Indeed. c.f. also the growing tendency to try to stop political prisoners publishing their views, or allegations of mistreatment (known as “Special Administrative Measures” in America; also happens in Britain but without a special name).

What’s doubly strange in this case is that the use of the death penalty in occupied Iraq (which I understand is very common) has been accepted globally – the global trend is for abolition, the UN’s pretty much against it, and all the global North except America and Japan have abolished it. I suppose it’s the old story that the rules are different in the colonies.

cool
Oct 28, 2010 1:50

history teaches us so much, so many parallels to today! thank you!

Jamie
Oct 28, 2010 3:52

Very interesting article, thank you – it’s worth wondering what Tariq Aziz (and indeed Saddam Hussein, and the others) would have written about in their memoirs.
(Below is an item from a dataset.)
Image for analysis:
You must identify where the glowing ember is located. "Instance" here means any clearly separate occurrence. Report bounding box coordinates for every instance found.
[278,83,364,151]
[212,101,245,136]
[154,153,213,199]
One doubts our enlightened Western leaders would have come off very well.

Jamie
Oct 28, 2010 3:52

Very interesting article, thank you – one doubts our enlightened Western leaders would have come off very well in the memoirs of any of the innumerable stooges they’ve propped up over the decades.

Kalfardaa
Oct 28, 2010 4:14

Very well written. However, By comparison to hovaida, don’t you feel you are humanizing Tariq aziz who worked under the devil and later tried to make a deal with the devil’s creator himself (who is ironically referred to as God by us silly humans) and who in this context is USA.